Subscribe Now Subscribe Today
Abstract
Fulltext PDF
References

Research Article
Development of Karyotyping and Chromosome Banding of Osteobrama belangeri (Pengba Fish)

S. Asthana, R. Sharma, N. Choudhary, P.A. Vyas, M.A. Rather and G. Krishna
 
ABSTRACT
Cytogenetic characterization plays an important role in cataloguing and conservation of germplasm. Osteobrama belangeri is one of the important fish species in North East India and need urgent attention for conservation. Hence cytogenetic characterization was carried out for Osteobrama belangeri. Samples of the specimen were collected from Manipur, India and maintained in wet laboratory in live condition. Metaphase chromosome preparation was made using standard hypotonic solution, methanol acetic-acid fixation followed by Giemsa staining for karyotyping of the species. The diploid chromosome number was found to be 50 and the karyotype is composed of 14m+8sm+28 (st and t) with fundamental arm No. (FN) 72. Positive chromosome bands like C, G and NOR bands were developed on the metaphase chromosome spread. NOR bands were found on the constriction regions near centromeric, as well as, slightly away from terminal regions. While, G bands was at A, T-rich regions appearing to be away from centromere towards the end of the chromosome bodies. C bands were localized on the regions adjacent or immediate to the centromeres and on the constrictions as indicating the concurrency with constitutive hetrochromatin. The result showed the diploid chromosome number as 50 which is mostly seen in other cyprindis and the study could localize C, G and NOR bands for the first time on this species.
Services
Related Articles in ASCI
Similar Articles in this Journal
Search in Google Scholar
View Citation
Report Citation

 
  How to cite this article:

S. Asthana, R. Sharma, N. Choudhary, P.A. Vyas, M.A. Rather and G. Krishna, 2012. Development of Karyotyping and Chromosome Banding of Osteobrama belangeri (Pengba Fish). Journal of Fisheries and Aquatic Science, 7: 331-338.
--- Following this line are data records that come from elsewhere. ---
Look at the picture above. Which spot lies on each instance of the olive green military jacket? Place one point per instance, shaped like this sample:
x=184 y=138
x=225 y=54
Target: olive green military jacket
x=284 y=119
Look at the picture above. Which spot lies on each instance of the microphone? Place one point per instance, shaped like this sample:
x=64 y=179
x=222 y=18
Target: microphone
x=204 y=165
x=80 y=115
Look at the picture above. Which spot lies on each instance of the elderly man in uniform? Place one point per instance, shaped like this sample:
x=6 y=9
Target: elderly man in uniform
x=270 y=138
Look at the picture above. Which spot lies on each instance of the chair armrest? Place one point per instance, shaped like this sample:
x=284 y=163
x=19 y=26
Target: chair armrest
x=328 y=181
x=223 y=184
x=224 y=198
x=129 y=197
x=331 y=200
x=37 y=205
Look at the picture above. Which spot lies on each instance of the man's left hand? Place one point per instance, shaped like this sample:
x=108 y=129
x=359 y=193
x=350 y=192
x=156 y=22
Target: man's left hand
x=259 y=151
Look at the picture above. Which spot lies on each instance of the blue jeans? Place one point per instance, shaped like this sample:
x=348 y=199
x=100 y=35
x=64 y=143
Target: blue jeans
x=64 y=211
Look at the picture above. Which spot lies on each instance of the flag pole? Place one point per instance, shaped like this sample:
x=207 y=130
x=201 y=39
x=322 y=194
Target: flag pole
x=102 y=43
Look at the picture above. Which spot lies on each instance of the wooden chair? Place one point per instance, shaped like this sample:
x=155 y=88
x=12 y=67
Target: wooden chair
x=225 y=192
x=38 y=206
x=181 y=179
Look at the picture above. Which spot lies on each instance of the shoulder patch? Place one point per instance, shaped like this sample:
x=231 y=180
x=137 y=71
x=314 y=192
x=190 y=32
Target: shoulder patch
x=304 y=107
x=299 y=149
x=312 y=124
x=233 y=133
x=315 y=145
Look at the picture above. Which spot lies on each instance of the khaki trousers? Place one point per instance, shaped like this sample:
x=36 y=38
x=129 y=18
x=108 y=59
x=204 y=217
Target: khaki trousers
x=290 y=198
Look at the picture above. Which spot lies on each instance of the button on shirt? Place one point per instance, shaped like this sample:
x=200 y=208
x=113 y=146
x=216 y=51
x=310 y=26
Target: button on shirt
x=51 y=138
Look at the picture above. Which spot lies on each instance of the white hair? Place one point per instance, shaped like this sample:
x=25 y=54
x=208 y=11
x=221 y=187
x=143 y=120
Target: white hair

DOI: 10.3923/jfas.2012.331.338

URL: http://scialert.net/abstract/?doi=jfas.2012.331.338
 
Received: October 28, 2011; Accepted: January 12, 2012; Published: March 26, 2012

INTRODUCTION

Sustain ability is measured indispensable world wide as the objective of community development and environmental conservation (Al-Masroori and Bose, 2011). Chromosomal studies and karyotyping are the basic requisite for genetic improvement program and conservation of wild gene pool. Such studies were initiated in India by Sharma et al. (1960) and eventually Indian researchers reported the karyotype of about 125 species belonging to both inland and marine waters (Rishi, 1989). The genus Osteobrama belongs to Cyprinidae family and has 10 species. This fish is locally known as Pengba. It is a medium carp found in lakes and rivers of India (Manipur), Myanmar and China (Yunnan). The species was categorized as ‘Extinct in wild’ in the Conservation Assessment and Management Plan (CAMP, 1999) workshop conducted at National Bureau of Fish Genetic Research, Lucknow in 1997. It is present only in captive conditions. In the past, Osteobrama belangeri formed a big fishery in the Loktak Lake but now this species has become extinct in wild. The extinction of this species in Manipur was due to over exploitation, habitat degradation and introduction of invasive species which caused fragmentation. It is the State fish of Manipur. Pengba, Osteobrama belangeri is considered to be one of the tastiest fishes in Manipur. Closely related with the history of the land and highly relished by the local people. The overall colour is golden yellow and it has six black bars evenly spaced along its flanks. The maximum size of pengba is 380 mm (14.96").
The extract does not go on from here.